Oh yeah…I almost forgot
In addition to my rant below…
A coworker today (an Ubuntu user) was trying to use the Gnu tool ’sort’. ’sort’ has a switch to ignore case, but we didn’t want it to ignore case (in essense, preserve case, or asciibetical) So that it would sort words based on the alphabet, but put the capitilized letters in order and then the lowercase words in order. Like:
Alpha
Beta
alpha
beta
However ’sort’ relies on your LC env vars. From the man page:
*** WARNING *** The locale specified by the environment affects sort order. Set LC_ALL=C to get the traditional sort order that uses native byte values.
In other words, if your distro sets the LC vars to use UTF8 for internationization, it will break sort. That is all well and good and I am a fan of being international. But christ man, you broke sort!! Gentoo however uses “POSIX” for it’s LC settings, thus preserving ASCII, and that is what I want. No more no less. I WANT MY ASCIIBETICAL SORT!!
So you prolly think I am a Neanderthal because I want sort to work, and you might be right, but remember this:
I don’t care.
***EDIT*** Appearently, according to Mark the LC part that matters is ‘en’ not UTF8. ***EDIT***
Actually, I find that very interesting. Did you change the var or did you do something like break the data up, sort and cat it?

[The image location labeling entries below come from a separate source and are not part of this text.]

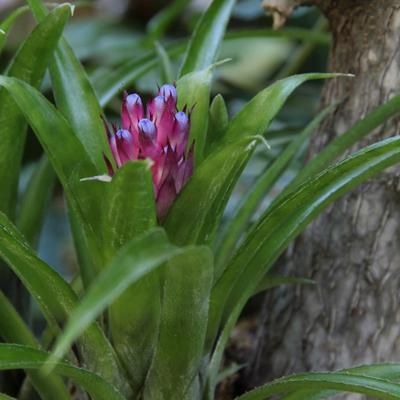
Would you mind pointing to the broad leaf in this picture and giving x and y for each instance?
(256, 116)
(283, 222)
(186, 290)
(236, 225)
(138, 258)
(14, 356)
(206, 38)
(14, 330)
(55, 298)
(209, 189)
(377, 388)
(29, 64)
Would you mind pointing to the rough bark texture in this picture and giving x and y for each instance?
(352, 316)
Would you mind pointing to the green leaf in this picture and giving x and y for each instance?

Looks like maybe it’s affecting the output of grep also. I tried ‘egrep ^[A-Z] testfile’ and it outputs lines starting with a-z also. It does ignore lines starting with non-alpha characters. That’s even more irritating than messing up sort’s case sensitivity IMHO. (Of course, I may just have a buggy regex. Tell me if that be the case. Please (-: )
Hey Josiah,
I just did ‘export LC_ALL=C’
Yep, If I do that, it fixes grep. How annoying!
I am not sure. The man page seems to suggest that a “bracket expression” (which I always called a charecter class is affected by the LC_* env vars. However I wouldn’t expect the regex you posted to sort based on anything other than the order the words appear in the file.
HAh
Stopi it! You are posting while I am posting :)

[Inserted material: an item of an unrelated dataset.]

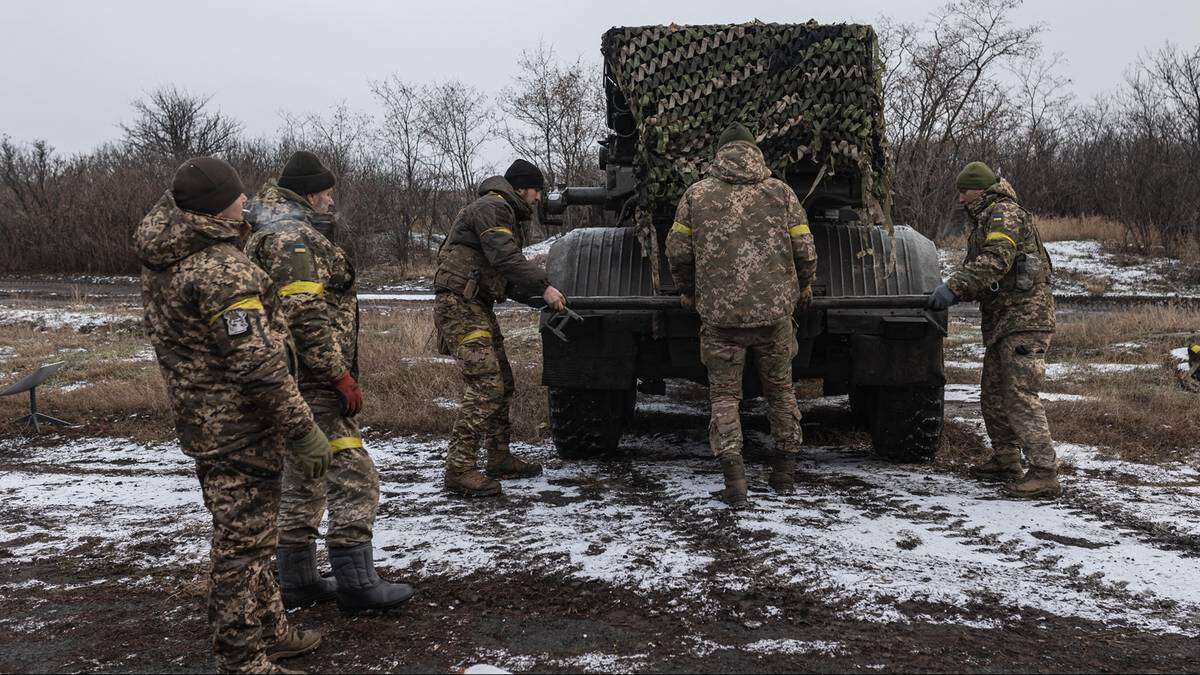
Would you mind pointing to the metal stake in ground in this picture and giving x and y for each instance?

As an aside I down loaded the source for sort last night and had a look. I think what is needed is an “preserve case” or ASCIIbetical switch.
Nate, ya big pansy!
LC_* are meant to act that way: it also affects “ls” and a multitude of other utils. I prefer to see my files in a case-insensitive order.
And, it isn’t the UTF8 bit that is causing your “trouble”: its the “en” bit.
I am sure it is meant to act this way. However having a switch to ignore case is stupid if there isn’t one to preserve case.
I agree, it makes sense that the flexibility to easily go back and forth makes sense.
So is Mark suggesting that really the tools are broker or the configuration. I’m starting to think it’s the tools.
I downloaded the source for ’sort’, which if you are interested is part of the gnu coreutils package. I just did a cursory look through it. However it does appear that it tries to do “do the right thing” depending upon the env. So while not technically broken it would appear that it has no way of “doing the right thing” when the env vars are set to certain values. Meaning, if there is a switch to ignore case, and not passing it would preserve case, but that doesn’t happen…then the tool itself is “broken”. What is needed is a -p, preserve case switch.